Courts have recognized that policies with an immediate payment obligation are liability policies. In Fed. Savs. and Loan Ins. Corp. v. Burdette, thecourt concluded a policy was a liability rather than indemnity policy because “losses are to be paid . . . when there is a legal obligation to pay, rather than after the [insured has] actually paid out under a determination of liability.” In Combs II v. Int’l Ins. Co., the 6th Circuit ruled that a liability policy requires the insurer “to pay these costs when the insureds are legally obligated to pay them, i.e., when the costs are incurred, and not . . . when the lawsuit is finally disposed of and [the insurer] has determined that the claims were covered.”

“Shall reimburse”

In contrast to the liability language above, an indemnity policy would only require the insurer to reimburse defense costs that HPP expended if, and when, the litigation was resolved and HPP was found liable. For example, in Vitkus v. Beatrice Co., the insurer had no duty to pay defense costs incurred by the insured until the underlying litigation was resolved because the policy stated that insurers “shall reimburse costs, charges and expenses only upon the final disposition of any claim.” Similarly, in Save Mart Supermarkets v. Underwriters at Lloyd’s London, the policy at issue provided: “[w]hen it has been determined that Underwriters are liable under this Insurance, Underwriters shall thereafter promptly reimburse the Assured for all payments.” Based on this language, the court held the insurer only had “an obligation to pay defense costs as a portion of ultimate net loss only if and when there is a determination that the underlying action is covered under the Policy.”

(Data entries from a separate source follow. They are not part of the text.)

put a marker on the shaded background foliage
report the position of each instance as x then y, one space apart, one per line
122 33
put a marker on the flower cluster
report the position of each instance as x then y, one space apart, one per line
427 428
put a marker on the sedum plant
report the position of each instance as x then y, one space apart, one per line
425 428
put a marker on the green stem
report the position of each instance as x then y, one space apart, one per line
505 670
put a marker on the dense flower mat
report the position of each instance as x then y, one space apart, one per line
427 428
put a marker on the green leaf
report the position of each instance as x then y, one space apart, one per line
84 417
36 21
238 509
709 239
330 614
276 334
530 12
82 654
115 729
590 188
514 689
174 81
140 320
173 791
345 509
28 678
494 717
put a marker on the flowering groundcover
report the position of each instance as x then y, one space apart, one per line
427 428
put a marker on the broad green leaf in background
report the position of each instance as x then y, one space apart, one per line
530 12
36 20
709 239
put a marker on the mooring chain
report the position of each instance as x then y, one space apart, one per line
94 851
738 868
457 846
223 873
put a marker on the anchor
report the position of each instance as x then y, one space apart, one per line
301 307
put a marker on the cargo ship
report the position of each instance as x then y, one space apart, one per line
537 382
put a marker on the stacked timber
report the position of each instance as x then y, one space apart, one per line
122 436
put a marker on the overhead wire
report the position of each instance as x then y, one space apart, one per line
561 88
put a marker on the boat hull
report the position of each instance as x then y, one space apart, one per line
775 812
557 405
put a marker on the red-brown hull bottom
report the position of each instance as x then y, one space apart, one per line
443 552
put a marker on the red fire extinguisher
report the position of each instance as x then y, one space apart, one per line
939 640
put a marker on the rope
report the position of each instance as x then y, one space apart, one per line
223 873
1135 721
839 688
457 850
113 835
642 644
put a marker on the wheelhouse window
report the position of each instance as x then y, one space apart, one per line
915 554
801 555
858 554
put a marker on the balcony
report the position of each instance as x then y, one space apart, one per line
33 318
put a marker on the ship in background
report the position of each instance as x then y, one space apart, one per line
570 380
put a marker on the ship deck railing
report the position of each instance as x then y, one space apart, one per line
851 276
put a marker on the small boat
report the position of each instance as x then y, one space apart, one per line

Liability policies protect insureds from the financial harm they would experience if the insurer did not pay the cost of defense. Courts have explained that “to hold otherwise would not provide insureds with protection from financial harm that insurance policies are presumed to give.” For HPP, or any insured, facing staggering defense costs, it is critical that its E&O policies are liability not indemnity policies. The issues discussed here may also be applicable to many directors and officers insurance policies.

Republished with permission. This article first appeared in Inside Counsel on May 29, 2014.